Some groups, on the basis of the above reasoning,
encouraged their membership to quit their jobs or to
drop out of school and get jobs in factories.  That would
be where those great class confrontations would happen,
after all.

It seems comical in retrospect (and indeed many thought
it was comical at the time).   In going from a-c to
d-e, they were applying some rather simplistic mechanistic
understandings of struggle such as believing that the workers
and unions who will be most under attack, will fight back and
become radicalized.    This was mechanistic in the extreme
since it forgot what should be rather obvious: namely, that
when attacked a group can fight back *or not*.

Also simplistic and erroneous is the implicit belief that movements
*as a result of defeats* are propelled forward.  Yet, those of
us who are politically active know from experience that
movements typically build upon success rather than defeat.
This has implications for grasping *when*  there are
radicalizations; it has huge implications for praxis. E.g.
rather than working-class struggles being entirely "defensive"
in nature brought about as a consequence of attack by
capital and the state, there can be "offensive" struggles as well
that express the desires and wants and re-formulated needs
of the working-class.  These struggles can intensify even
in periods when capital expands; struggles can emerge and
intensify in periods when there is not economic crisis.
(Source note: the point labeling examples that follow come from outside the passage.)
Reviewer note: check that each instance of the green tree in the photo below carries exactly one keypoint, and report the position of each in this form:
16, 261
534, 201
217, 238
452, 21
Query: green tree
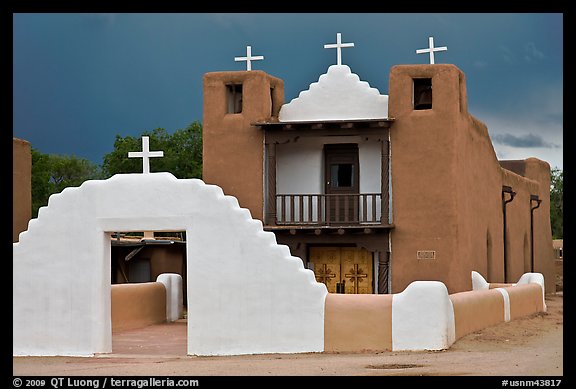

I apologize again for the length of this post.

In solidarity, Jerry

PS: I'm not really keen on the idea of "deferring."  Authoritarian
structures, even on the Left, often send the message that members
should "defer" to the judgement of "the leadership" since they,
after all, supposedly have the most information and know what's
best for us.  Kind of creeps me out.


>  We defer to those structures
> in order to get our practice right.  So that's the critical thing.  The
> theoretical categories we develop in, for example, natural science reflect
> our effort to defer to nature.
> 2.    But does it apply to social life.  The question is whether this kind
> of approach can be extended to social life.  As your example illustrates,
> social structures, even if they are materially embedded, and class
> certainly  is, nonetheless are in some important sense mind dependent.
> So in what sense is deferring to them in fashioning our theories
> possible, meaningful,  or even appropriate?  Someone might argue:  if the
> structures themselves  depend on what we think of them, how does it
> make any sense to talk of  deferring to them to get our practice right?